160.Act No. 20.885 provides for the creation of an instrument that will establish national policy in this domain through the national human rights plan, the main product of the work and coordination of this new agency with the Interministerial Committee. The plan is designed to track the international human rights obligations assumed by Chile that are still unfulfilled, and also to promote the adoption of public policies aimed at the promotion and protection of human rights. The plan, which will have a lifetime of four years, will set out the policy in this area and will formulate targets and goals with compliance benchmarks, identify financial resources and allocate responsibilities and arrangements for the monitoring and evaluation of results, in order to identify difficulties and guide the choice of appropriate remedial action or additional measures.

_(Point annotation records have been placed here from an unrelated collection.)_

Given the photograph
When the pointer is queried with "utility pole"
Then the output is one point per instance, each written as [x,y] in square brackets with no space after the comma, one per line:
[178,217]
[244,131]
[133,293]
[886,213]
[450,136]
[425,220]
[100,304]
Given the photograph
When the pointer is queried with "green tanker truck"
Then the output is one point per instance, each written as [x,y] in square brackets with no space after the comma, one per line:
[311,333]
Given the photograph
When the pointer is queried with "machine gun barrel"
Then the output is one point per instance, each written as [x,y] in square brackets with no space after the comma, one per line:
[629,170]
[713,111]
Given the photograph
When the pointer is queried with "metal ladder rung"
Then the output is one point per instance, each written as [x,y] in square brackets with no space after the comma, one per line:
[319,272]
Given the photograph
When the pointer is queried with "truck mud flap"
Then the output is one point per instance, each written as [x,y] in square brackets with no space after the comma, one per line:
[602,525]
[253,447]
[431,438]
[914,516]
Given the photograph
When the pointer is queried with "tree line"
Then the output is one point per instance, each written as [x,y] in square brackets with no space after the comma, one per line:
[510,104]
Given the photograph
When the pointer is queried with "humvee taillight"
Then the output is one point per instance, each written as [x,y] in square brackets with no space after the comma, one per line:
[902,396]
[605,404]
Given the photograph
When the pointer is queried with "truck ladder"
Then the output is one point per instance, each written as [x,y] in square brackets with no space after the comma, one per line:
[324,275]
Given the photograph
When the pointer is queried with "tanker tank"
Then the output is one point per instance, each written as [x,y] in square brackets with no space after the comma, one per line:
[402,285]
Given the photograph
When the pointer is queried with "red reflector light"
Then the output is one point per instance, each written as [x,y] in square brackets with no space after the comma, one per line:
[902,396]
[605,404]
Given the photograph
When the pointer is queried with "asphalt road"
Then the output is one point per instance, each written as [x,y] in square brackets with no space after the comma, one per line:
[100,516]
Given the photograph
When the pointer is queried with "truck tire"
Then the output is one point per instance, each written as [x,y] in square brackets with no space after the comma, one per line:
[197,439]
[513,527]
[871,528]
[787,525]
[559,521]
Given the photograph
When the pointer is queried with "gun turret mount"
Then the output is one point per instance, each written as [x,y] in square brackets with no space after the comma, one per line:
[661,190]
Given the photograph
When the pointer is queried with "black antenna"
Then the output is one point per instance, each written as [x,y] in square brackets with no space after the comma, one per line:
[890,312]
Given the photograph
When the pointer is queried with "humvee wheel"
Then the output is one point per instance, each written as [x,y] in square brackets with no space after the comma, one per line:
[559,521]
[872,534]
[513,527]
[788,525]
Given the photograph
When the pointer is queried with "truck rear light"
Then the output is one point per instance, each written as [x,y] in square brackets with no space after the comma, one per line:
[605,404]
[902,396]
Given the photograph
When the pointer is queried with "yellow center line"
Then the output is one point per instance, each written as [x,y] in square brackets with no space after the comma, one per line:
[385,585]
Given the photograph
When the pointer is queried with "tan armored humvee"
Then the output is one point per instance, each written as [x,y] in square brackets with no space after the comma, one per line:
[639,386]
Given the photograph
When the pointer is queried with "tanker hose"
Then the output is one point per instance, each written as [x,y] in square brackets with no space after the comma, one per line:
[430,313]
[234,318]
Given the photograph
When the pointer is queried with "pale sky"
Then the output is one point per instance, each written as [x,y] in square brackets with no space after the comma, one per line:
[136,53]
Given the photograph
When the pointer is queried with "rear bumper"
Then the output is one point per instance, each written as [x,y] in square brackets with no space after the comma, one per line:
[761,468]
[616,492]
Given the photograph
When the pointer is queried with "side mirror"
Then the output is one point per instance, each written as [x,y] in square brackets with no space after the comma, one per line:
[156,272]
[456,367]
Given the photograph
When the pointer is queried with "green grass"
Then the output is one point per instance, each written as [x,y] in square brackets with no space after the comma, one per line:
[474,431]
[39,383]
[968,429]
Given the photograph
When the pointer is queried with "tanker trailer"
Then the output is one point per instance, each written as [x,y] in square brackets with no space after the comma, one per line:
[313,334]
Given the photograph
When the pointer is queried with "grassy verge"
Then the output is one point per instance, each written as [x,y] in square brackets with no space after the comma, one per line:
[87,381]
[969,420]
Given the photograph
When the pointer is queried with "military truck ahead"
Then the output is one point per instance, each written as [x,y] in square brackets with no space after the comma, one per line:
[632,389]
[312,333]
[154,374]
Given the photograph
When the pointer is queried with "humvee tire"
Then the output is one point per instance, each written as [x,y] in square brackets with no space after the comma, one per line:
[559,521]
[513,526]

161.The national human rights plan, which must be formulated within a statutory time limit of one year from 1 January 2017, will address at a minimum the following issues: designing public policies on the conduct of investigations, imposition of penalties and payment of reparations for crimes against humanity, genocide and war crimes; preserving the historical memory of human rights violations; promoting non-discrimination in accordance with the existing national and international standards; fostering human rights education and training at all teaching levels, and also in skills-development and in-service training programmes for public officials; and promoting observance of precautionary and provisional measures, amicable solutions and international judgments.

162.Act No. 20.885 provides for the full transfer of the human rights programme of the Ministry of the Interior and Public Security to the new Office of the Undersecretary for Human Rights.